There was a teacher from UA going through course material with them. He told me he's been doing it a number of years and they've been very successful in helping people get their GEDs while they're their. And that was good.

And the other one that was good, they were doing an anger management seminar in another area, and that one had probably a dozen or more inmates in it, and they were consciously working on behavioral training, recognizing when you get angry, and not allow emotions to take control of your anger, but to control it yourself.

And it was taught by a former inmate and who said, "I had anger management problems, and now I'm back here to teach these guys you got to control it."

He was from the region. So what was good is, it's not just about locking someone up, but about helping them make changes in their lives so they don't come back. And there's a lot of proactive stuff being done to help that.

I was there at lunch time, where food was being served and inmates prepare the food, but it's not just any inmate, it's a reward.

You have to want do it, you have to pass a health exam to do it, you have to be on good behavior. You can't screw up. So there's some motivation there to prepare food and serve lunches. So it's more than just locking people up and I was pleased to see all the proactive stuff Corrections is doing out there.

And you also spoke to the Chamber of Commerce?

I did. I spoke the Chamber at the Shogun Restaurant. I gave them the message of the Parnell-Cambell administration, that we're supporting economic development.

I spoke of some of the challenges, such as Red Dog Mine. They're having an appeal of their permit with EPA. And some of the challenges with Shell on offshore drilling and the Corps rejecting the permit for Conoco Phillips and the Colville River Delta development they want to do for drilling in the National Petroleum Reserve.

So basically, I was saying you look around and these types of developments that we need to do in Alaska are being stopped at every turn now. We're kind of under a threat by people outside our state primarily who are trying to stop every development move we're making right now. And that's dangerous for us because we need jobs in Alaska and if all this is shut down and we don't have jobs, it doesn't matter if we have vocational training or college degrees or what.
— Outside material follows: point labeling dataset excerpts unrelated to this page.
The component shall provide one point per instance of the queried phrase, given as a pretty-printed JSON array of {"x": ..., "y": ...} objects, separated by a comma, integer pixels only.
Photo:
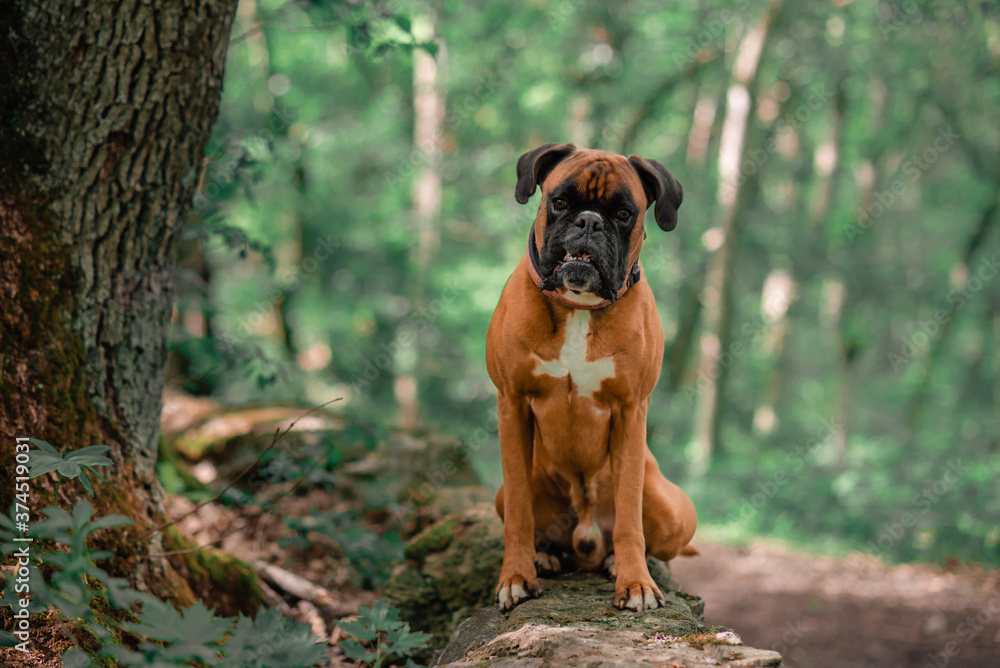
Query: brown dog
[{"x": 575, "y": 348}]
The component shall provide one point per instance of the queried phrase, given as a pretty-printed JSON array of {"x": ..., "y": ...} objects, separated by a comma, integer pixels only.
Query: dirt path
[{"x": 854, "y": 613}]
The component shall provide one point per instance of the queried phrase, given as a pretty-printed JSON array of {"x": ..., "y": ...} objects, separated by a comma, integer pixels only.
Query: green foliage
[
  {"x": 313, "y": 156},
  {"x": 370, "y": 555},
  {"x": 46, "y": 459},
  {"x": 379, "y": 634},
  {"x": 221, "y": 642},
  {"x": 76, "y": 586}
]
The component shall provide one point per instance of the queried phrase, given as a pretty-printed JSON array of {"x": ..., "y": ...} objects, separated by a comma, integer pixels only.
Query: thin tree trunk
[
  {"x": 717, "y": 294},
  {"x": 104, "y": 116},
  {"x": 428, "y": 112},
  {"x": 987, "y": 220}
]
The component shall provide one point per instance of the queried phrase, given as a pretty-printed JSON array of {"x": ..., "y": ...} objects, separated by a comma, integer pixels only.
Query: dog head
[{"x": 590, "y": 223}]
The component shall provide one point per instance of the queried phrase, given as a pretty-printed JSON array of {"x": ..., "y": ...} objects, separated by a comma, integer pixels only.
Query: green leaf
[
  {"x": 354, "y": 651},
  {"x": 42, "y": 464},
  {"x": 85, "y": 481},
  {"x": 90, "y": 456},
  {"x": 76, "y": 658},
  {"x": 68, "y": 469},
  {"x": 82, "y": 512},
  {"x": 403, "y": 641},
  {"x": 403, "y": 22},
  {"x": 430, "y": 47},
  {"x": 110, "y": 522},
  {"x": 44, "y": 446},
  {"x": 288, "y": 644},
  {"x": 193, "y": 626},
  {"x": 358, "y": 629}
]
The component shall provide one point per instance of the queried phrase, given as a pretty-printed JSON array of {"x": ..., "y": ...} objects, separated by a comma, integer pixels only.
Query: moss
[{"x": 223, "y": 581}]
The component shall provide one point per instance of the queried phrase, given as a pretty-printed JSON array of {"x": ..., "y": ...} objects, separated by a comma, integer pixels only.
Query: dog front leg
[
  {"x": 634, "y": 588},
  {"x": 518, "y": 578}
]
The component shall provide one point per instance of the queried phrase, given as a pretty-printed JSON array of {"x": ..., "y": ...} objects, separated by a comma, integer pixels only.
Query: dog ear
[
  {"x": 660, "y": 185},
  {"x": 535, "y": 165}
]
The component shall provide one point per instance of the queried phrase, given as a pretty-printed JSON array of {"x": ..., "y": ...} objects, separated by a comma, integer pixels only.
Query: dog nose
[{"x": 588, "y": 221}]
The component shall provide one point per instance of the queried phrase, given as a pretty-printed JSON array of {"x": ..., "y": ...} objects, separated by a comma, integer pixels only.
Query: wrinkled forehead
[{"x": 597, "y": 176}]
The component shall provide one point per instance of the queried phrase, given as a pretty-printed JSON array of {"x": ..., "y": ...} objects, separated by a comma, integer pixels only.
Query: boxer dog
[{"x": 575, "y": 348}]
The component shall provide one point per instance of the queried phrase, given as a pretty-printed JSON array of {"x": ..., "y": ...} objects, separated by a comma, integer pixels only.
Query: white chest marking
[{"x": 572, "y": 358}]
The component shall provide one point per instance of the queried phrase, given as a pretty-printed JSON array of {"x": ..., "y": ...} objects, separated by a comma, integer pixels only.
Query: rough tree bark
[{"x": 104, "y": 114}]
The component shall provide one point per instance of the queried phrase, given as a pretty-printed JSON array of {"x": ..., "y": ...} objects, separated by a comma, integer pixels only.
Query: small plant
[
  {"x": 386, "y": 634},
  {"x": 370, "y": 555},
  {"x": 46, "y": 459},
  {"x": 75, "y": 583}
]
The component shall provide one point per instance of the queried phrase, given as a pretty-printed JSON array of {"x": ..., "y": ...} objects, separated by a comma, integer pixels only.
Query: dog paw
[
  {"x": 514, "y": 590},
  {"x": 547, "y": 564},
  {"x": 639, "y": 595}
]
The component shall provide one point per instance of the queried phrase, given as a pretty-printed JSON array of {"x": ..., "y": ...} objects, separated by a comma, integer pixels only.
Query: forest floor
[{"x": 852, "y": 613}]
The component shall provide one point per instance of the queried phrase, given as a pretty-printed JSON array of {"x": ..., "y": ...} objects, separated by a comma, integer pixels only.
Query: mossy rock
[
  {"x": 224, "y": 582},
  {"x": 450, "y": 567},
  {"x": 446, "y": 587}
]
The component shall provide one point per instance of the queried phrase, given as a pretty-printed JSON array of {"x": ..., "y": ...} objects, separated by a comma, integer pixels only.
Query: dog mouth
[{"x": 585, "y": 258}]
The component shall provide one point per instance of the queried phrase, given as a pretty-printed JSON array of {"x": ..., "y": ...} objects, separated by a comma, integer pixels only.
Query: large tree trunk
[{"x": 104, "y": 114}]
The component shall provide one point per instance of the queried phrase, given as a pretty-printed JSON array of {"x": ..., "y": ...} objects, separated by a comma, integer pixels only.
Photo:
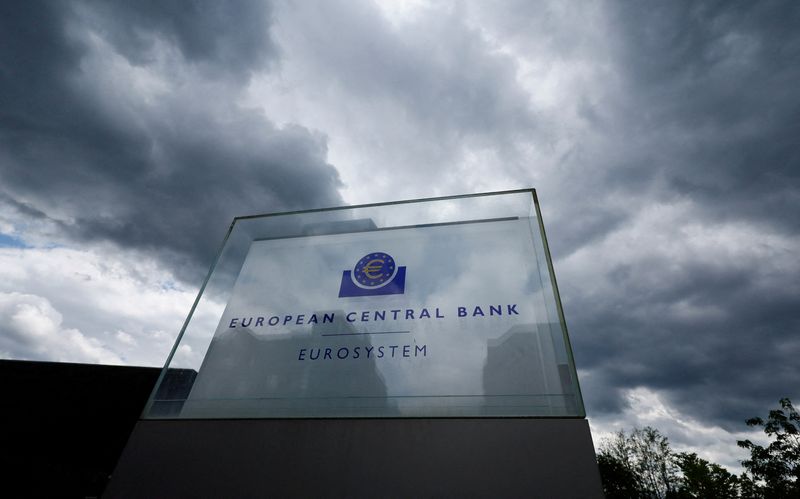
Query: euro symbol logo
[
  {"x": 373, "y": 268},
  {"x": 374, "y": 274}
]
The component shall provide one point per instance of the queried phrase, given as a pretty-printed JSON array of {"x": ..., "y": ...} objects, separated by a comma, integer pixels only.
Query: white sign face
[{"x": 425, "y": 321}]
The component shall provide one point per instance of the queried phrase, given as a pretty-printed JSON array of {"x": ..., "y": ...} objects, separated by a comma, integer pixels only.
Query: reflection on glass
[{"x": 432, "y": 308}]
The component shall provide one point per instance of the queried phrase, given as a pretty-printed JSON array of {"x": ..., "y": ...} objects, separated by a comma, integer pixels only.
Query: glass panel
[{"x": 443, "y": 307}]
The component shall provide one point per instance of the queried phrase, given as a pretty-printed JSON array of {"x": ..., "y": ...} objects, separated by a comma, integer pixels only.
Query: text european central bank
[{"x": 441, "y": 307}]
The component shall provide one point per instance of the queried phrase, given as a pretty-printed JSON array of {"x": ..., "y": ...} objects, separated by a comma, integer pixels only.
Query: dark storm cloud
[
  {"x": 163, "y": 171},
  {"x": 710, "y": 88},
  {"x": 715, "y": 84},
  {"x": 696, "y": 114}
]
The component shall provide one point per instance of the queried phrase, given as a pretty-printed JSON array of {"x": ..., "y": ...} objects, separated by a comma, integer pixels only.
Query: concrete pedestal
[{"x": 547, "y": 458}]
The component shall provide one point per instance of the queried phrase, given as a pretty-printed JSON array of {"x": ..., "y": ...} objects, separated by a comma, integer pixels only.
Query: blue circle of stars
[{"x": 374, "y": 269}]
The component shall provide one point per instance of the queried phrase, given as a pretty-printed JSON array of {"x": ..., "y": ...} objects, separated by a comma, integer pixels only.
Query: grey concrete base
[{"x": 547, "y": 458}]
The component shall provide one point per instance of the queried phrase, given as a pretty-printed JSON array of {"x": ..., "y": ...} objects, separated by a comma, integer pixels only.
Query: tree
[
  {"x": 619, "y": 481},
  {"x": 704, "y": 480},
  {"x": 643, "y": 457},
  {"x": 774, "y": 471}
]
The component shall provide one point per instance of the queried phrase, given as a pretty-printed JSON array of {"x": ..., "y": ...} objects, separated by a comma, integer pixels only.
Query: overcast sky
[{"x": 663, "y": 139}]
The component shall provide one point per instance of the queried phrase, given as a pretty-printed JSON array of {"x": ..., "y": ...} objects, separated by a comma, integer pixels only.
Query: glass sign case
[{"x": 443, "y": 307}]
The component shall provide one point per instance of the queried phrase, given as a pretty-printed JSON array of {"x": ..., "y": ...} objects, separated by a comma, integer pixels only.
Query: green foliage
[
  {"x": 619, "y": 482},
  {"x": 774, "y": 471},
  {"x": 640, "y": 463},
  {"x": 704, "y": 480}
]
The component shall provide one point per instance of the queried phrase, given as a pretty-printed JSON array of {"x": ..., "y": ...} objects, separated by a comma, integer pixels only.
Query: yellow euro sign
[{"x": 373, "y": 268}]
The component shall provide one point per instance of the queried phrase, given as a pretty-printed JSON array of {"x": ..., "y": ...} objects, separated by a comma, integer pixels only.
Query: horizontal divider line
[{"x": 364, "y": 334}]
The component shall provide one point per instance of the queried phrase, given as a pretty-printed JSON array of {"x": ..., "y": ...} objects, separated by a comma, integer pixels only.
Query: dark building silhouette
[{"x": 63, "y": 426}]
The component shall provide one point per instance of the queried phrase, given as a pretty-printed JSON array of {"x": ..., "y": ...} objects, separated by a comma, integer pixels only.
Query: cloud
[
  {"x": 32, "y": 329},
  {"x": 119, "y": 134},
  {"x": 101, "y": 306}
]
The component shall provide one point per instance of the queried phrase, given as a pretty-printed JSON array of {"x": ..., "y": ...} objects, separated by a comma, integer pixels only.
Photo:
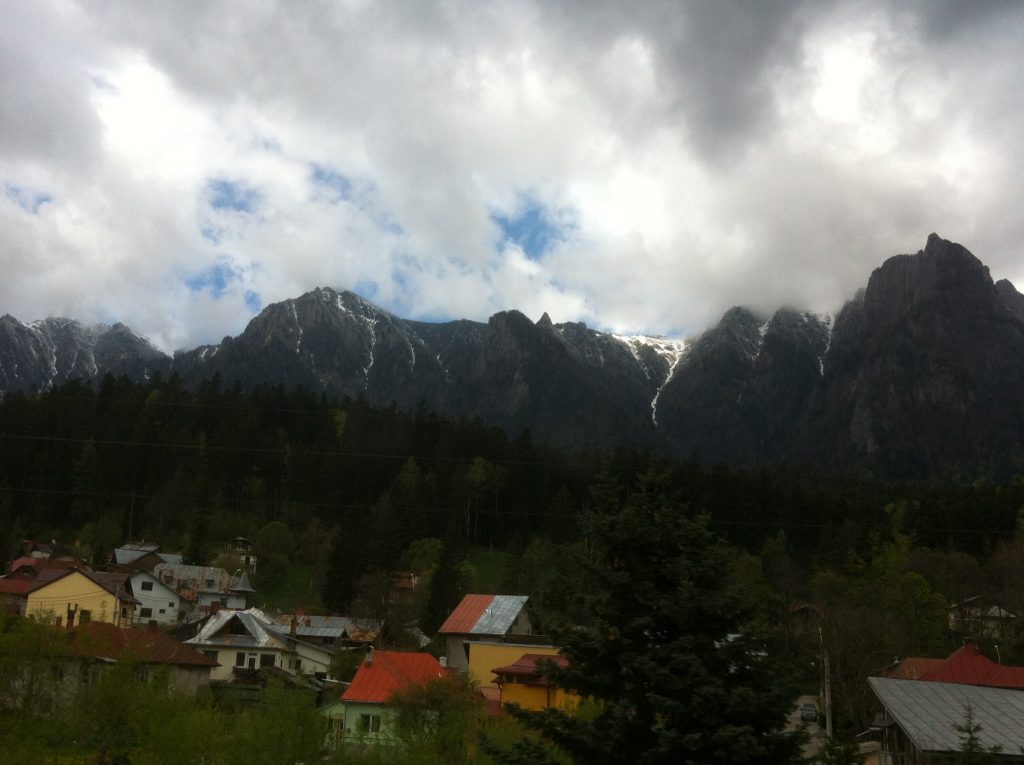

If there's no employment in Alaska, this state will be in financial trouble.

So we talked about that. We also talked about my trip, especially meeting at TWC and the correctional facility and the governor's interest in trying to stem domestic violence and sexual abuse and about adding troopers and VPSOs into the budget and doing it in future years as well.

But I wanted to make sure the message was clearly transmitted that Gov. Parnell and I are not just interested in (arresting more people) and having more jails, it's behavioral change that's we really want.

There's much more that's needed. We're trying to make sure that right now we stop the chronic problem of abuses that's happening and arrest those that are doing it and do the right things to stem it.

But to really stop it, that's the generational change I was talking about earlier with TAAV. The kids growing up have to say this is wrong, we're not going to do it, and we'll have a better society by not doing it.

Did people at the Bethel meeting express a lot of concern about the local economy?

We talked about that a little bit. I'd been out there before, so most of them know I know a lot of the issues. I know the price of diesel fuel. I know the price of milk.

But we did talk about economic development like Donlin Creek, as that develops as a mine out there, it's going to need energy.

So is there an ability to bring (Cook Inlet) gas to that mine, and if you bring gas to the mine and you're close enough to the region, can you now bring gas to the region to take away some of the diesel dependency?

So yes, we talked about some of the opportunities that might be generated.

The gas line would be a smaller diameter line they could use to bring it to the mine area and start fanning it out to the communities.

That's a theory. Just a start. I don't think you'll find any submission on projects for environmental clearance on that. But my perspective is this is a good story. We should be looking at stuff like that.